You can find highlights of our conversation below and listen to the full interview using the player at the top of the page.


The following interview has been edited for length and clarity.

On why you should go to her Summerfest show:

Definitely going to get all of While We Circled the Sun. That, by the nature of the set list, is going to be more top half. And then some of these transitional songs that we’ve actually started releasing with “LO/ST & Stephanie Joanna” as a shared sort of record that we’ll build on as we have time.

We’re playing some new LO/ST songs that are unreleased and some from this new phase, like “Rose Petals. Playing “Blue City” because we have to because it’s the song that kind of built me with those guys. … And then also playing covers that are meaningful to me, just a couple, because I’m just trying to use the opportunity to show people the kaleidoscope of all these things we’re talking about. It can be pop rock. It can be empowering. It can be fun. It can be flirty.

I will have my dream team of five other musicians, and we’re going to play — I will mention a Coldplay cover, a U2 cover and a 1975 cover. So all of those bands have been intrinsic to what the rest of it sounds like.


On Summerfest as a fan:

I love Summerfest. I was also a late bloomer to it. I didn’t really go in high school just because I was, again, afraid of everything. But in college I started going and was like, “Why don’t more people obsess over this festival?’ Because it’s like two weeks of the names you love just amongst random names and mozzarella sticks. … You get to be just really Midwestern and Northern and everything at once.

But there’s also, like I remember seeing The National at Summerfest and Manchester [Orchestra] and Brand New and all of these artists that made me.

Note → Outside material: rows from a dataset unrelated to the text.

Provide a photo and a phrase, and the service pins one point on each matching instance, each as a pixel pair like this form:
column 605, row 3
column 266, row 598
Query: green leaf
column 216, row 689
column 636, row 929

I’ve seen them a mile from where I live for free. (laughs) It’s such a unique thing that’s very near and dear to my heart. But it's just wild and one of those things you don’t understand if you’re not from here.

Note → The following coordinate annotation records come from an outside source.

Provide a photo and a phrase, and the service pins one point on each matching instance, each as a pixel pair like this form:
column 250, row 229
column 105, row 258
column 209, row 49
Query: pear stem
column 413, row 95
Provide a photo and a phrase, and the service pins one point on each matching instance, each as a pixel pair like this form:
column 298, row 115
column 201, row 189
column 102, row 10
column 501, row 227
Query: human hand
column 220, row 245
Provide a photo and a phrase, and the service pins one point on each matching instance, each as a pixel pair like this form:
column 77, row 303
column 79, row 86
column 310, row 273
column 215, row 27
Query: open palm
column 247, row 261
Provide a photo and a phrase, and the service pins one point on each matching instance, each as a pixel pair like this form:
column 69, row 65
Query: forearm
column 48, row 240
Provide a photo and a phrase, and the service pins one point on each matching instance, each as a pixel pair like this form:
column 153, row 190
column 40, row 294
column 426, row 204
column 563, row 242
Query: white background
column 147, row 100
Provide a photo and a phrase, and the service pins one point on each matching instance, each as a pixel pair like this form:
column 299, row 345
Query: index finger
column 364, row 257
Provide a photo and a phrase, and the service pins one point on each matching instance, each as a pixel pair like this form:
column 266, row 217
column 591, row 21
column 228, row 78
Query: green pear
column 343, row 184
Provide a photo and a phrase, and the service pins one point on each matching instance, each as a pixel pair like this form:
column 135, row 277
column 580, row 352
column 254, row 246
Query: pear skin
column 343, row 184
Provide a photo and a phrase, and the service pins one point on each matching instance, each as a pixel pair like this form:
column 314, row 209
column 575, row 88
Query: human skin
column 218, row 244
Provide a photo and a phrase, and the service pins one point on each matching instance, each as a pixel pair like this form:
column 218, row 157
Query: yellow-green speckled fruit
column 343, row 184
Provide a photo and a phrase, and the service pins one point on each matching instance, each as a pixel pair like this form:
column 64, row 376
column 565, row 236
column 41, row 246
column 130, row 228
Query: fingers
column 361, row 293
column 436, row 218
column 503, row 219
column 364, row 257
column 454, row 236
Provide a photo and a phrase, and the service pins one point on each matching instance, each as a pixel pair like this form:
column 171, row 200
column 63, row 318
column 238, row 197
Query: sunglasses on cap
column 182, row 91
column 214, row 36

On LO/ST’s musical and personal impact:

LO/ST is something that just keeps giving. Those boys kind of took me back to Third Eye Blind and Brand New and Manchester Orchestra. … They all brought different skills to the table: production, arrangement, guitar-teaching. They literally raised me as a musician but also taught me what happens when you bring your idea and your vision into a shared space, and then it becomes a much more collective conversation.


On the new album:

LO/ST is like the screaming approach to the “Why?” question. And you then realize, “Maybe I need to get on the ground and just talk about my experiences as a person and not kind of be doing this angsty rock thing.” I Had No Idea is the through line that’s a combination of this sky view and also being able to have these angsty, gutteral sounds come out in a way that it’s not just venting or wondering why. It’s actually claiming my place and who I want to be.


On getting inspired by powerful female artists:

In one of my milestone moments, I wrote this song kind of about becoming Stephanie Joanna and how I got there called “Genesis.” It was one or two weeks after this experience I had this night before a show at The Cooperate in Milwaukee … I was listening to “Younger and Dumber” by Indigo (De Souza), and that song just f***s me up. And it’s so epic and so grand, but it’s also her saying it directly: “The love I feel is so powerful.” It just describes something very feral and intrinsic to divine womanhood.

I’m kind of getting to the phase in life where I have more frequent access to those feelings — fortunately and unfortunately. … I feel like that is the thing all these female artists are starting to get at. Just having a perspective that holds things together a little bit.